The schedule A (also made part of the petition) discloses the fact -that the building had been delivered to plaintiff at some time prior to the institution of the suit, the twenty-fifth item therein reading;
“Building delivered 27 days late, and no cred. it allowed for demurrage contemplated by contract, $17.50 per day.”
There is no allegation in the petition that plaintiff has ever availed himself of, or complied with, clause B of the contract, by making a demand in writing that the contractor should remedy the errors of omission or commission of which he found reason to complain, and it appears to us that, according to the terms of that clause, the contractor was entitled to the opportunity which such a demand would have afforded, and that, not having been given that opportunity, it cannot now be forced into an arbitration, under clause A, with regard to matters which may never have been called to its attention. In so saying, however, we do not wish to be understood as holding that plaintiff’s apparent failure to act under clause B precludes him from recovering such damages as he may have sustained by reason of any possible failure on the part of defendant to comply with its contract. There may have been some reason, not disclosed by the petition now under consideration, for plaintiff’s apparent inaction, and his right to recover damages is not here presented for decision. Considering the petition in another aspect, we are of the opinion that the case presented by it falls within the meaning of so much of Civ. Code, art. 1927, as reads:
“In ordinary cases, the breach of such a contract [to do or not to do] entitles the party aggrieved only to damages”—
since we are unable to discover why plaintiff, if he has sustained any legal injury or loss through the default of defendant, should not be able to obtain adequate compensation in the manner thus indicated, and the remedy here sought, upon the other hand, is impracticable. Levine et al. v. Michel, 35 La. Ann. 1125; City and Levee Board v. Railroad Co., 44 La. Ann. 64, 10 South. 401; State ex rel. City v. Railroad Co., 44 La. Ann. 1026, 11 South. 709; Rice v. Rice, 46 La. Ann. 711, 15 South. 538; Mirandona v. Burg, 49 La. Ann. 656, 21 South. 723; Caperton & Dreyfous v. Forrey & Trammell et al., 49 La. Ann. 872, 21 South. 600.
In the cited case of Mirandona v. Burg, it was said:
“We cannot compel the defendant to appoint an arbitrator.”

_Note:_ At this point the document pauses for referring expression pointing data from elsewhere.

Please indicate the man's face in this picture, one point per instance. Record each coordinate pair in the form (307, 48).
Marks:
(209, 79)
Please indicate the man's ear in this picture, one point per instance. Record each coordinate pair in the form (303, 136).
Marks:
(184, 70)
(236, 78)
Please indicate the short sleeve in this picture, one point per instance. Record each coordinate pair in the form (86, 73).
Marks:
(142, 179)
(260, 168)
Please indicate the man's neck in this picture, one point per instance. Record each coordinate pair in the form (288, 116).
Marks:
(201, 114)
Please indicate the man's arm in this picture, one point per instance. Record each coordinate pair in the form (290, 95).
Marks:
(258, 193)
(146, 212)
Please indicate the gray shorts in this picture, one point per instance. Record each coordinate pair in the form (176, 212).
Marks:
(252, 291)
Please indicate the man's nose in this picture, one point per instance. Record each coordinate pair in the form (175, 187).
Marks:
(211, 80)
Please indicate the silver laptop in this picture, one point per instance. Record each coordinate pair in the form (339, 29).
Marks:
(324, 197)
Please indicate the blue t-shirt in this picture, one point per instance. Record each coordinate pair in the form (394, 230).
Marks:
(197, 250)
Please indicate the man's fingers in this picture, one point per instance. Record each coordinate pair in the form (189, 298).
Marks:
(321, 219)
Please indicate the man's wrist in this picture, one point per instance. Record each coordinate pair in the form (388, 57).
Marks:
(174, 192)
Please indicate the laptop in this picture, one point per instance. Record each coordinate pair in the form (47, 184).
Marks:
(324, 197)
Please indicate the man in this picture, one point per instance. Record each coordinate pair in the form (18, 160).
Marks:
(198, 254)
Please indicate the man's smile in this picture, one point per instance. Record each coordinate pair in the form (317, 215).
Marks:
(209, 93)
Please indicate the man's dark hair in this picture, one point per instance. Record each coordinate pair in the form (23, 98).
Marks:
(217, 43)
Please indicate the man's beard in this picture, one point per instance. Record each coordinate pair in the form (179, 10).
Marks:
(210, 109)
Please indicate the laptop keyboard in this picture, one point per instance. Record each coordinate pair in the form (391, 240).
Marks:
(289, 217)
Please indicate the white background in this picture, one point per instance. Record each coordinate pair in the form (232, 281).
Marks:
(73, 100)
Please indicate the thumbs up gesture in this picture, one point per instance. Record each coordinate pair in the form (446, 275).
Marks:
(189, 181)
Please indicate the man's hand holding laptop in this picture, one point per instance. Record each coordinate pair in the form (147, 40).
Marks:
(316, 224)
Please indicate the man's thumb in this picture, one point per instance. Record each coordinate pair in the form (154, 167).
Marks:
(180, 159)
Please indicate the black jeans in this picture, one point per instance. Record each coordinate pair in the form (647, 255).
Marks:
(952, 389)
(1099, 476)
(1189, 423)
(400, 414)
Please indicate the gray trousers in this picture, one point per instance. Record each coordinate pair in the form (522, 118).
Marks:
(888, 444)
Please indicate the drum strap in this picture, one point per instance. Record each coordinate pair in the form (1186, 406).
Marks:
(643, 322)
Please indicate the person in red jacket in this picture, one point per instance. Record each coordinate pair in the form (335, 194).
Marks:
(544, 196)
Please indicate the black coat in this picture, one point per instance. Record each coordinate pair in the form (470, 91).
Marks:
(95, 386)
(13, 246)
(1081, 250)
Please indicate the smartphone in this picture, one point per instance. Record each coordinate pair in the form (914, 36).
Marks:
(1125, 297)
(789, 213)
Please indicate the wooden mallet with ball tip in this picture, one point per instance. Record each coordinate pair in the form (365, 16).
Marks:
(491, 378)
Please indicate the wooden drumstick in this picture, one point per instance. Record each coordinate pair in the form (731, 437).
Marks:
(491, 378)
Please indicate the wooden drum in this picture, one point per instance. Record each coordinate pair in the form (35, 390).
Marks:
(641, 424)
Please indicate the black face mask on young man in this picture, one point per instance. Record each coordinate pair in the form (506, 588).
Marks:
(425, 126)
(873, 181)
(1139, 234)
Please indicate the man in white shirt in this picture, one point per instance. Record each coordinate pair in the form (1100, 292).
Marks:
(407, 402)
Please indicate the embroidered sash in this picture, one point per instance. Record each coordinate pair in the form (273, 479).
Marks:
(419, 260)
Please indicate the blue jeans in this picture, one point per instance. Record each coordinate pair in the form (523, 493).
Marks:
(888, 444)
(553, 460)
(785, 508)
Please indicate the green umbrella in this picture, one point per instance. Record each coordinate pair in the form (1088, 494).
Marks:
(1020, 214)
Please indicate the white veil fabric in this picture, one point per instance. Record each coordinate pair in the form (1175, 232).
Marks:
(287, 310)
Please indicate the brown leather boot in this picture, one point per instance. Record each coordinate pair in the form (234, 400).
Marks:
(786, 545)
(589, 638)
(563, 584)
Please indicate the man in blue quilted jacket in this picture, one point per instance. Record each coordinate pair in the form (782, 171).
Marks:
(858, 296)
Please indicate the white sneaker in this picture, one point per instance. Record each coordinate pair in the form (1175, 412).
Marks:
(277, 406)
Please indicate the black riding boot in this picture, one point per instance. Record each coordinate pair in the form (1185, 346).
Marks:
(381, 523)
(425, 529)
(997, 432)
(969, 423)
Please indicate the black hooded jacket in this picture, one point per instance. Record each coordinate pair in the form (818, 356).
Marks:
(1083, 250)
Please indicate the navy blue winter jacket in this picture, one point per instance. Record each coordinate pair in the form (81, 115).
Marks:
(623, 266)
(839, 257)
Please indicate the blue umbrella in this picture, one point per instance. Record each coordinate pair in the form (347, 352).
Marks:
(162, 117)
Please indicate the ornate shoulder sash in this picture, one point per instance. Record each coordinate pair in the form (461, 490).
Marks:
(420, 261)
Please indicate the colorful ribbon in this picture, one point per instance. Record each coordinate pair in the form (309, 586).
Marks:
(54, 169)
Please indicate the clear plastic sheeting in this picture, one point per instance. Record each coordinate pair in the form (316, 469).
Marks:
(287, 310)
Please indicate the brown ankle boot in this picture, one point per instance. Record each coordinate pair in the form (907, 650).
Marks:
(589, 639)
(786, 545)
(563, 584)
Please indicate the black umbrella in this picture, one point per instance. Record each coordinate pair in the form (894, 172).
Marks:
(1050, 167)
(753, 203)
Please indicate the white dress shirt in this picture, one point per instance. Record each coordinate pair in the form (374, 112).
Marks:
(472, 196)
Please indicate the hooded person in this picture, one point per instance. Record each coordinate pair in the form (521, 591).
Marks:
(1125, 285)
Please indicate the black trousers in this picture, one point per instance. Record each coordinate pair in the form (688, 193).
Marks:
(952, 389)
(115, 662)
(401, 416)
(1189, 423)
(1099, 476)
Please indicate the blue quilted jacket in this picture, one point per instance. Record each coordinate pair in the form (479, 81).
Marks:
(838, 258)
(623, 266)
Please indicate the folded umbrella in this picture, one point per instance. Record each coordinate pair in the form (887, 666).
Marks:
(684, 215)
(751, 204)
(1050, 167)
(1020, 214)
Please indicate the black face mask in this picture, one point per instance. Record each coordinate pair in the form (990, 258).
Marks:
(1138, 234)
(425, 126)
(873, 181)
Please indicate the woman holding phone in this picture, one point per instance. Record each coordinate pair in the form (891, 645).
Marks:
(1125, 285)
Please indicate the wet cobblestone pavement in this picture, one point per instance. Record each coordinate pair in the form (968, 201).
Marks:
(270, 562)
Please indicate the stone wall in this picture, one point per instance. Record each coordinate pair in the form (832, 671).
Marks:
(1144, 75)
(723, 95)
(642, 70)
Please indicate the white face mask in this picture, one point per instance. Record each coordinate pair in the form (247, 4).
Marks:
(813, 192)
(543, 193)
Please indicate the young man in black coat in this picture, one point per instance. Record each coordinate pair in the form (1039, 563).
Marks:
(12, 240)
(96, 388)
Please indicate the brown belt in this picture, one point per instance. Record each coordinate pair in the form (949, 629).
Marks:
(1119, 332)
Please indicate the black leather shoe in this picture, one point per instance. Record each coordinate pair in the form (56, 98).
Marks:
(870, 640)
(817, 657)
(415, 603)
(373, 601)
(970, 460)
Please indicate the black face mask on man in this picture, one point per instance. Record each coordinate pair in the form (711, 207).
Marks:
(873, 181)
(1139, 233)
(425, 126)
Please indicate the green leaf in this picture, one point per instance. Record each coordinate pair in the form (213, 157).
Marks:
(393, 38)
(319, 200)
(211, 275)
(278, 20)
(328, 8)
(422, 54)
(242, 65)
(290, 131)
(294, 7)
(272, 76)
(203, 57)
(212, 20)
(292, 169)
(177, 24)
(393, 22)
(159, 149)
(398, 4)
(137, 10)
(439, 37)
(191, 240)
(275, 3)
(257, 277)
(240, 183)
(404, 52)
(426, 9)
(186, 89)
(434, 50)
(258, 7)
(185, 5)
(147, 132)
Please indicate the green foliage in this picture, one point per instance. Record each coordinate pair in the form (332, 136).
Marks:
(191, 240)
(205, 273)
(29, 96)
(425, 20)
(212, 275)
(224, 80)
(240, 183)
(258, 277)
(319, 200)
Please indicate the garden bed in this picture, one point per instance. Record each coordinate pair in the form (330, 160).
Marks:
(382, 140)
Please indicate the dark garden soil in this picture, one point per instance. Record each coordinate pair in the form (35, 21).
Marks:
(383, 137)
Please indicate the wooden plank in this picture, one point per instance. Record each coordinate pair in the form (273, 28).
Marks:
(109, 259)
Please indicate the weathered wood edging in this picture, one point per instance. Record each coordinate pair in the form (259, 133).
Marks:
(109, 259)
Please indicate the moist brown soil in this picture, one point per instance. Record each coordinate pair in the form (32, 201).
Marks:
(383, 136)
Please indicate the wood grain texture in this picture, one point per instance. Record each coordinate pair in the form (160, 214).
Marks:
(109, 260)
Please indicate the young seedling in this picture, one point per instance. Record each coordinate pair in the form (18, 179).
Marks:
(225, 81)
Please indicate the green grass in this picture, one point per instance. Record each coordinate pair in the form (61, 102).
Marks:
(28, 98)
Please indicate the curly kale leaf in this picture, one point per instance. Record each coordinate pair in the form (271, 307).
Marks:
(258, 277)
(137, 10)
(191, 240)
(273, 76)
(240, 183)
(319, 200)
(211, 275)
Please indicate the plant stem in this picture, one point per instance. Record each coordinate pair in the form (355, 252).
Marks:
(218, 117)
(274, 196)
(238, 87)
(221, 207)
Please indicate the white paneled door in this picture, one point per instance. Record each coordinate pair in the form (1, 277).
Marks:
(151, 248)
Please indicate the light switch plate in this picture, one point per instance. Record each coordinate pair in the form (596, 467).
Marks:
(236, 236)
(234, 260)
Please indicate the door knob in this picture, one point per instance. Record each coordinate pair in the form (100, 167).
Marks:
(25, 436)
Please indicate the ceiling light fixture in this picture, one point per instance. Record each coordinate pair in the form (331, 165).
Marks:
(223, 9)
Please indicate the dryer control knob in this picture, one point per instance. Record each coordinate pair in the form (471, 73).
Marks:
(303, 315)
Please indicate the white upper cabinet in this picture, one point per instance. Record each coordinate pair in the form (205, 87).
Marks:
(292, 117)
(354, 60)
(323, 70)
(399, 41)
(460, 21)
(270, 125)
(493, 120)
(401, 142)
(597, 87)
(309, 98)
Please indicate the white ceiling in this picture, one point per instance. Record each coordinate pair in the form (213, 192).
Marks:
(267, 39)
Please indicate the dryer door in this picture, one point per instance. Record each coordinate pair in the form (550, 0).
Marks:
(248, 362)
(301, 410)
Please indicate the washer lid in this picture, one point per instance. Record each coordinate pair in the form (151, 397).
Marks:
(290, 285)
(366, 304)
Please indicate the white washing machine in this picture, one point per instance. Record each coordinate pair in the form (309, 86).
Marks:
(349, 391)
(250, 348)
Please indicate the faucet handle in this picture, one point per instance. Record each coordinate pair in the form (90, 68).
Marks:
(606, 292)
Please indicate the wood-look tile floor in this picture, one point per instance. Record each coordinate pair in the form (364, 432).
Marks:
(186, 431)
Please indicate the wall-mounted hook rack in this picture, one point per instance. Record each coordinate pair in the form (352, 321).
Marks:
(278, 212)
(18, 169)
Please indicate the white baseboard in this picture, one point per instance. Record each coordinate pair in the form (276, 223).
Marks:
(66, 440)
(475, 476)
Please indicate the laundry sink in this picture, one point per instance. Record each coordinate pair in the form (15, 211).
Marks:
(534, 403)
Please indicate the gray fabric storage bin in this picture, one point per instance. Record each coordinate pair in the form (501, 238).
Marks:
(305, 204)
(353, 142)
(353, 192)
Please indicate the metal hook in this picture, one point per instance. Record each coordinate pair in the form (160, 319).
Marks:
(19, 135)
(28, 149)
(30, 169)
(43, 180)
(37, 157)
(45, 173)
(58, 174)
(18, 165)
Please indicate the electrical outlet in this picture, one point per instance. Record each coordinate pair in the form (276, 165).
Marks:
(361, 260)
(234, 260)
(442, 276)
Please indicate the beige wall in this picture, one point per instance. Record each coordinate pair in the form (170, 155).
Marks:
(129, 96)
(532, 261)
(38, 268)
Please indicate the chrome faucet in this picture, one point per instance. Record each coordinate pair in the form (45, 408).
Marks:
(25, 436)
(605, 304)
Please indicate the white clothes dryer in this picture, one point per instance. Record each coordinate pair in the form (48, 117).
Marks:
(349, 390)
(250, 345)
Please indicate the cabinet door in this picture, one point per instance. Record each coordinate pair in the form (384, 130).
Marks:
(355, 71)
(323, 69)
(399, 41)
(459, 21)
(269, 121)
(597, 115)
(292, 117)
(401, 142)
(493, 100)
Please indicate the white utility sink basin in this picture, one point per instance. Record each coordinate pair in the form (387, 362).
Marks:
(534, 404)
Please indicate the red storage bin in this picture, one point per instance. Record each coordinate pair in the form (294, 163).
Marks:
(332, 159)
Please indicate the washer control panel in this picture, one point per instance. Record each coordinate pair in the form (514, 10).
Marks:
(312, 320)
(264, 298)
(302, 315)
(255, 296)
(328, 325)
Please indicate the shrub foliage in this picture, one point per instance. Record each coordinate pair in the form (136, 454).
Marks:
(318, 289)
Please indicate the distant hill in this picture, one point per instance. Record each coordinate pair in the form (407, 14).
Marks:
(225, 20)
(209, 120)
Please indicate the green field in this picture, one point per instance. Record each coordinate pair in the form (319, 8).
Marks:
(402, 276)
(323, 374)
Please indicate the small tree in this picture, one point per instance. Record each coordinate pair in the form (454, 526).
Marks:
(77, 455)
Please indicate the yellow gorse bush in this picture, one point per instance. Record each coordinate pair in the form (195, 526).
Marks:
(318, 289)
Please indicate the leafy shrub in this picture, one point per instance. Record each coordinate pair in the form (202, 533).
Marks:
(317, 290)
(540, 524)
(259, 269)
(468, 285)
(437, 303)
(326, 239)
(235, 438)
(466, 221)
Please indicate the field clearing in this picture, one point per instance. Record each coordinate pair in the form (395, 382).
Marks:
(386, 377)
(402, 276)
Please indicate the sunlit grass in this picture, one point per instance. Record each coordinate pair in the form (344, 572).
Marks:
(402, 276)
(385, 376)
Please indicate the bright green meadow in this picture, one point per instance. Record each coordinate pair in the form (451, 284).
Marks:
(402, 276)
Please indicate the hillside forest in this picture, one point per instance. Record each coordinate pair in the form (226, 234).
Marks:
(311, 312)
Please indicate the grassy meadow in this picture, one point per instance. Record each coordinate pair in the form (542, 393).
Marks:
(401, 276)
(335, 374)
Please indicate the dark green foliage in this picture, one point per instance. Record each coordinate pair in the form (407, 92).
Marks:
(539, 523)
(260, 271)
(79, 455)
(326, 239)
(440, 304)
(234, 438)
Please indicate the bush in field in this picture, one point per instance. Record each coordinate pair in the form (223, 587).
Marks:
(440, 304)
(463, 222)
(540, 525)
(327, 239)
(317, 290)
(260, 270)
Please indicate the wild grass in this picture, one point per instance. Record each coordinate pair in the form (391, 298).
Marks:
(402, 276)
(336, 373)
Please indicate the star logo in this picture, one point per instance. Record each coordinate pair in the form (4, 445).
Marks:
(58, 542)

In the instant case we are asked to order the defendant to appoint a “disinterested party to consider the matter in dispute, * * * the disinterested party * * * to confer with the disinterested party designated by plaintiff * * * in reference to the choice of a third disinterested party,” etc., all of which implies that the court is to follow up its judgment, and see that defendant appoints a party who is “disinterested,” and that the party so to be appointed confers with *535another "disinterested” pa,rty, and join with him in the selection of a third “disinterested” party, etc., an engagement which the court cannot undertake.
The judgment appealed from is accordingly affirmed.